Admittedly, however, my post was poorly written, so I apologize for my lack of clarity.

My issue is not with individuals, but rather with a general trend of cultural acceptance for poor communication skills. From facebook to professional media outlets, an eighth grade command of English seems to be high to average standard at best. 

I do not advocate condemning or disparaging individuals for poor grammar or writing, but neither do I make excuses for it. From my perspective that would feel patronizing and condescending. It's like saying that my expectations of people are so low that even the standards set for thirteen-year-olds need not apply.

I do not sit around grinding my teeth that 'good' is now an adverb and I have no intentions of starting a grammar crusade, but all the same, I don't get the complacency I see.

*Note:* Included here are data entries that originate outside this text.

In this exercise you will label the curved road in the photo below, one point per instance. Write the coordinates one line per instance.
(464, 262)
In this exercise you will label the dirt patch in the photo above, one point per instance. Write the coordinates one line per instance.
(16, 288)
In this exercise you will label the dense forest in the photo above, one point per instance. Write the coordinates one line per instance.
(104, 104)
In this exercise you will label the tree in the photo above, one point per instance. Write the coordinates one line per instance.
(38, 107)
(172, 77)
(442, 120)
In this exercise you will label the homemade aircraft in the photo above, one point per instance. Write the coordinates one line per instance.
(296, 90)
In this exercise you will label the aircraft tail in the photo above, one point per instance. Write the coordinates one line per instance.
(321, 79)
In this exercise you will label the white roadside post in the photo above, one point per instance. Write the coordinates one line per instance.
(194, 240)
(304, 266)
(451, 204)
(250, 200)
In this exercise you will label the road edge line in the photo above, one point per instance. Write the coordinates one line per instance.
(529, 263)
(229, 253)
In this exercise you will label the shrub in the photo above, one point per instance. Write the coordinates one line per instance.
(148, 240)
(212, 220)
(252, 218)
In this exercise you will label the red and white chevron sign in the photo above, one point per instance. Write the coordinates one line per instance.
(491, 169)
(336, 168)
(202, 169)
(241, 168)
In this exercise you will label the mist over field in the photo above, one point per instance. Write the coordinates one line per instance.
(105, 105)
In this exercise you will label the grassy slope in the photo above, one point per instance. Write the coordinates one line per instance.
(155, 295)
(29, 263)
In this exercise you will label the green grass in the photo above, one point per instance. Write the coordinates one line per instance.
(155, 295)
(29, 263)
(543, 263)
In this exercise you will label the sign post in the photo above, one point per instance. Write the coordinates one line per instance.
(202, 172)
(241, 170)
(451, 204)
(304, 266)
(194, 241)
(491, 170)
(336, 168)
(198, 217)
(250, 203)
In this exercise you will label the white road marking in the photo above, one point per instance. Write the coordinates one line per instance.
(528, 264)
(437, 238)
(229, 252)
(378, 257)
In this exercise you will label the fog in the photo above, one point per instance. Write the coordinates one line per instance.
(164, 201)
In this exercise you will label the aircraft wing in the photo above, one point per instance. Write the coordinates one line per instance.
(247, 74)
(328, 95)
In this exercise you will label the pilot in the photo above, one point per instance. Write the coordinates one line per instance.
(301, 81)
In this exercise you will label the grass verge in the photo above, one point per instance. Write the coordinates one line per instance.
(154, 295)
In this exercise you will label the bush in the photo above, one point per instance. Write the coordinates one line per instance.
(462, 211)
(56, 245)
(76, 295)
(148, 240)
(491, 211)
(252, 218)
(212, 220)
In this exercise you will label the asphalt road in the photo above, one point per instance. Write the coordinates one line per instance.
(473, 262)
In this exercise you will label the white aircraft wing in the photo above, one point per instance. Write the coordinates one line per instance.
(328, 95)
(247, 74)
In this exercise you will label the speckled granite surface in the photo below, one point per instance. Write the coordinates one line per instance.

When I see friends of mine struggle with English, I offer to help them out instead of just nodding my head trying to guess at their broken English as if it was a non-issue. It is, objectively, an issue (albeit a minor one).

Poor language skills are not really akin to a stutter (outside of, perhaps, certain learning disabilities). A stutter is a speech impediment which may or may not be manageable, but is not curable (as far as I know). Poor language skills are readily fixable.

I know that a few years ago, in the education system here, when a child wrote a story, spelling and grammar were not picked up, so as not to 'disturb' what the child was trying to say in their story - big mistake, I think.

And about stuttering, and speech impediments, they can be controlled with Elocution training from speech therapists. This sort of re-education has come a long way in the last thirty years. That is what the movie 'The Kings' Speech' was all about.

That's a strange school policy. I could see if they were teaching them to write in drafts and then revise, but even creativity has to be tempered with discipline.

I wasn't entirely sure on the subject matter of stuttering. I'm glad to hear that therapies have been improving over the years. I've only known one adult who had a stuttering issue. They had gone through therapy, and you wouldn't normally ever hear the stutter, but it would still resurface a bit under stress or fatigue. It's often the same with accents.

RE: "Why  are people so adamant about not achieving something so readily achievable?"

For any to answer that question, would be to imply that they can account for the reasoning of everyone so inclined, which of course, is preposterous.

I can, however, speculate, and one possible reason could well be that they don't much care what others think, as might well be inferred by the fact that they, in this case at least, are already committing two societal faux pas, being atheists in the first place, and secondly, posting on an atheist website. If they're understood by the one with whom they're communicating, that, to them, is sufficient; if not, they realize they can always clarify, when called upon to do so - something on the order of, "Admittedly, however, my post was poorly written, so I apologize for my lack of clarity."

A second reason may well be that they don't like being told what to do by a person who may be sufficiently fortunate as to have been taught in their formative years, how to string a line of words together in such a way as to violate no arbitrary rules, by some authority figure who asserted there was only one correct way to express oneself in a fluid, ever-evolving language.

If poor language skills are readily fixable, then I can only hope that the trait of being overly concerned about poor language skills, may be as well.